Kissinger’s record has come under intense scrutiny. In a 2001 book, “The Trial of Henry Kissinger,” The writer Christopher Hitchens said he should be prosecuted for war crimes and crimes against humanity.
Declassified documents have shown the direct role of the United States in undermining the government of Chilean socialist president Salvador Allende, including support for officials who killed a general who refused to participate in the 1970 coup attempt and support for General Augusto Pinochet’s seizure of power in 1973.
Kissinger was also criticized for allowing the Indonesian regime, then a close anti-communist ally, to use its US-provided military equipment to invade East Timor in 1975.
![50 years of the coup in Chile](https://www.eltiempo.com/files/article_content_new/files/crop/uploads/2023/09/08/64fb4c6bc31a7.r_1701313991471.0-0-1287-722.jpeg)
Moment in which Salvador Allende is decorated as president of Chile.

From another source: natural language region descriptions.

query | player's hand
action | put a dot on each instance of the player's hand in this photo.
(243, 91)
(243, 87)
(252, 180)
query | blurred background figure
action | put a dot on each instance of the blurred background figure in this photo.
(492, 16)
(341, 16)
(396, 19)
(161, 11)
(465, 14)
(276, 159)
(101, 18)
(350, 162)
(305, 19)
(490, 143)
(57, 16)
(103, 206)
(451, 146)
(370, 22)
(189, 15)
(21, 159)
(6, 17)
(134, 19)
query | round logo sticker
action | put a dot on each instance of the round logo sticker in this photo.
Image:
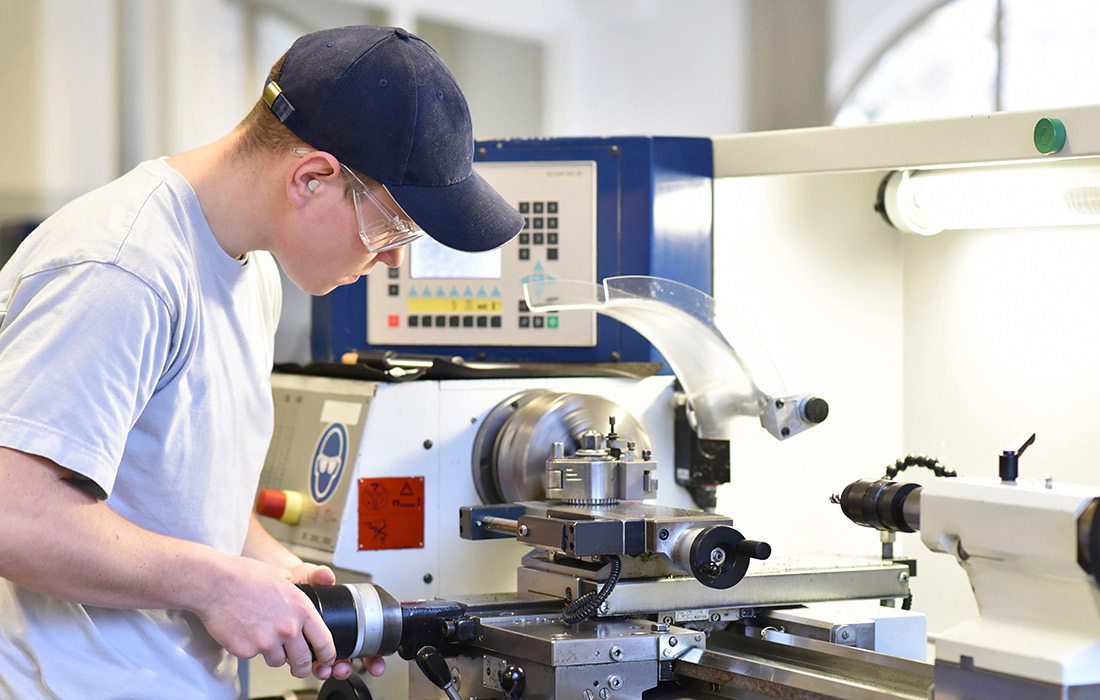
(329, 458)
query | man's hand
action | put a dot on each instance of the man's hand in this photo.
(317, 575)
(256, 610)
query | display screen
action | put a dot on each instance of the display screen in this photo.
(429, 260)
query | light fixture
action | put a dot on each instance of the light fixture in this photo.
(1035, 195)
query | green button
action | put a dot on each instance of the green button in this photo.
(1049, 135)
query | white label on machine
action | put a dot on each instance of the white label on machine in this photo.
(344, 412)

More than 100,000 Timorese died during the occupation, which ended in 1999, according to a 2005 estimate by the country’s truth commission.

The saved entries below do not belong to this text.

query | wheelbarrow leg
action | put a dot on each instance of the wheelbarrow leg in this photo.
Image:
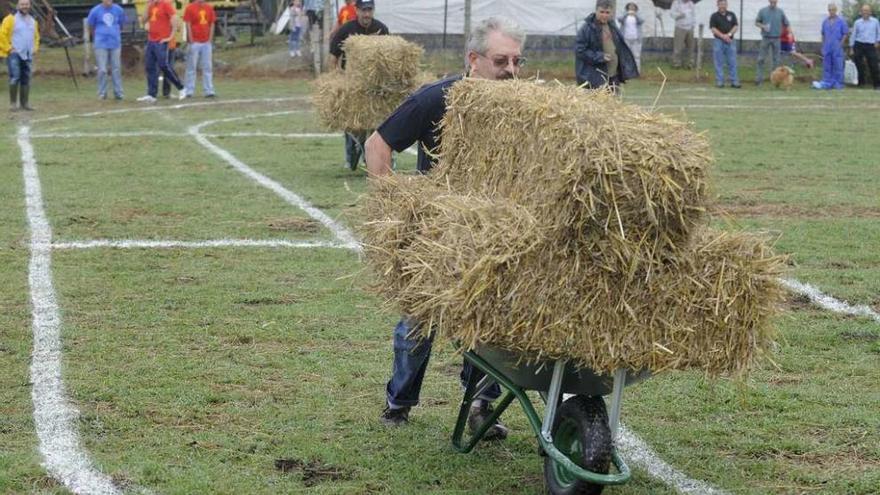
(473, 389)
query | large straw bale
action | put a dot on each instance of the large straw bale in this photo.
(513, 243)
(381, 71)
(387, 62)
(345, 104)
(584, 162)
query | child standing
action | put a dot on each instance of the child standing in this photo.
(631, 28)
(297, 16)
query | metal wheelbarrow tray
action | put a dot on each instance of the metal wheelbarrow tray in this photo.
(576, 435)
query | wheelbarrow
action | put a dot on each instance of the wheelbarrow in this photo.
(576, 436)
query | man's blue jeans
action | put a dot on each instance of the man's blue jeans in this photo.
(200, 57)
(109, 57)
(156, 60)
(19, 70)
(724, 54)
(411, 355)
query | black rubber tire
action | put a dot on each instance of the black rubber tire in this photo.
(586, 420)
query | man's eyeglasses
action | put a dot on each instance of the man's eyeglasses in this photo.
(502, 61)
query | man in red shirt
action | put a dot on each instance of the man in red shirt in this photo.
(160, 30)
(199, 18)
(347, 12)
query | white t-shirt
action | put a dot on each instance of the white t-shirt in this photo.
(630, 27)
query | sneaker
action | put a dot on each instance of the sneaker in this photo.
(479, 415)
(398, 416)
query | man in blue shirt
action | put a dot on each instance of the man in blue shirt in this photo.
(494, 51)
(105, 23)
(834, 31)
(770, 21)
(864, 42)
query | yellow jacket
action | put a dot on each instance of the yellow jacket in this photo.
(6, 35)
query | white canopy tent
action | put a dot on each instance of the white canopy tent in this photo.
(560, 17)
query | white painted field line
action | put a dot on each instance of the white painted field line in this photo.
(80, 135)
(639, 454)
(155, 108)
(213, 243)
(292, 198)
(827, 302)
(54, 415)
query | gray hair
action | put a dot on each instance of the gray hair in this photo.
(478, 41)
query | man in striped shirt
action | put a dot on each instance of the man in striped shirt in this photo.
(864, 42)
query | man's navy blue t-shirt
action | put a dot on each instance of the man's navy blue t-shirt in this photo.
(416, 119)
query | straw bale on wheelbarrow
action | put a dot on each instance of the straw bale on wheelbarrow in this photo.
(381, 71)
(599, 254)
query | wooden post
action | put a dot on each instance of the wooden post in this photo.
(87, 52)
(699, 42)
(467, 23)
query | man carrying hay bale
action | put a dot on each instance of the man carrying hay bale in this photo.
(363, 24)
(602, 58)
(494, 53)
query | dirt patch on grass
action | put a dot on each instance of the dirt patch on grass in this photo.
(312, 472)
(798, 302)
(860, 335)
(735, 209)
(268, 301)
(294, 224)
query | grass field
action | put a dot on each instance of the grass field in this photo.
(195, 369)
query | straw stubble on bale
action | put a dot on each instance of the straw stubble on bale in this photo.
(381, 71)
(574, 229)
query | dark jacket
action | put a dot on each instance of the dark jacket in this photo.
(590, 65)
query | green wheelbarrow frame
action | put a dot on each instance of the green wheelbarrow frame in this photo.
(516, 380)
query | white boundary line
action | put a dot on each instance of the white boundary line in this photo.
(155, 108)
(78, 135)
(827, 302)
(54, 416)
(214, 243)
(640, 454)
(341, 233)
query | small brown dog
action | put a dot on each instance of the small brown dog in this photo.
(782, 76)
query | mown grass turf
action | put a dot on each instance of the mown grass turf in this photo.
(195, 370)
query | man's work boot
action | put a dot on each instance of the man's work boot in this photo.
(25, 93)
(13, 97)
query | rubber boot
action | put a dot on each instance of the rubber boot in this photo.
(13, 97)
(25, 93)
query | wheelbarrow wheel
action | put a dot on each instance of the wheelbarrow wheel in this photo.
(581, 432)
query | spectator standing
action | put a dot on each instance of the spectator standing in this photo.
(200, 18)
(347, 12)
(175, 41)
(19, 42)
(105, 22)
(297, 17)
(834, 31)
(770, 21)
(160, 31)
(864, 42)
(601, 56)
(631, 26)
(684, 13)
(314, 11)
(364, 24)
(723, 25)
(788, 44)
(494, 51)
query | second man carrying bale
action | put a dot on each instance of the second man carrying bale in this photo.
(494, 51)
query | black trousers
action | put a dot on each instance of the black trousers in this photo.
(865, 52)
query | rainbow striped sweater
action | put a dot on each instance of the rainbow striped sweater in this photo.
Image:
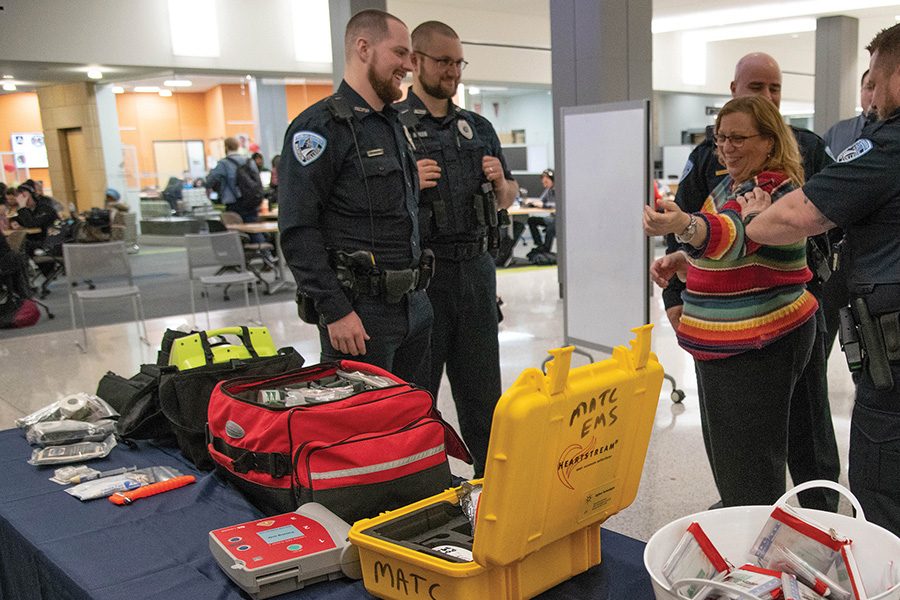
(740, 295)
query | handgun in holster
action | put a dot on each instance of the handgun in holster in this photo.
(874, 354)
(489, 217)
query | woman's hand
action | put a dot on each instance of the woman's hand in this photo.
(663, 268)
(671, 220)
(754, 202)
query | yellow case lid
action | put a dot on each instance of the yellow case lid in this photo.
(188, 352)
(566, 449)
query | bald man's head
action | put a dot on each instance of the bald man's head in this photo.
(757, 74)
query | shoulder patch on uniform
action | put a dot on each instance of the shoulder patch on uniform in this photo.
(308, 146)
(688, 167)
(857, 149)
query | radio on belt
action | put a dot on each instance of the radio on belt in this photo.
(280, 554)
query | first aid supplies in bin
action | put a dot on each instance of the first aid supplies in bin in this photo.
(279, 554)
(566, 452)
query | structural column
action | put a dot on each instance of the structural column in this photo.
(837, 81)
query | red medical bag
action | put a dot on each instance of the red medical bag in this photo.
(372, 451)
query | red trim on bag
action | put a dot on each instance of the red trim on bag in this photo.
(807, 529)
(708, 548)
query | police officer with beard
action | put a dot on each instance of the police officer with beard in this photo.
(860, 193)
(348, 210)
(464, 180)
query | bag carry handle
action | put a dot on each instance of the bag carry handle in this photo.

For a time, his intellectual capacity led him to be seen as a kind of “sex symbol” and Rumors abounded of his relationships with Hollywood stars.
In 1974, a decade after the end of his first marriage, Kissinger married Nancy Maginnes, Rockefeller’s towering former aide and who survives him, as well as two children from his first marriage, David and Elizabeth.
Kissinger remained available to Republicans when they returned to power under Ronald Reagan and rarely passed up opportunities to give advice, always willing to travel from his Manhattan penthouse to Washington when leaders called.
“Power is the ultimate aphrodisiac,” he himself said in the 1970s.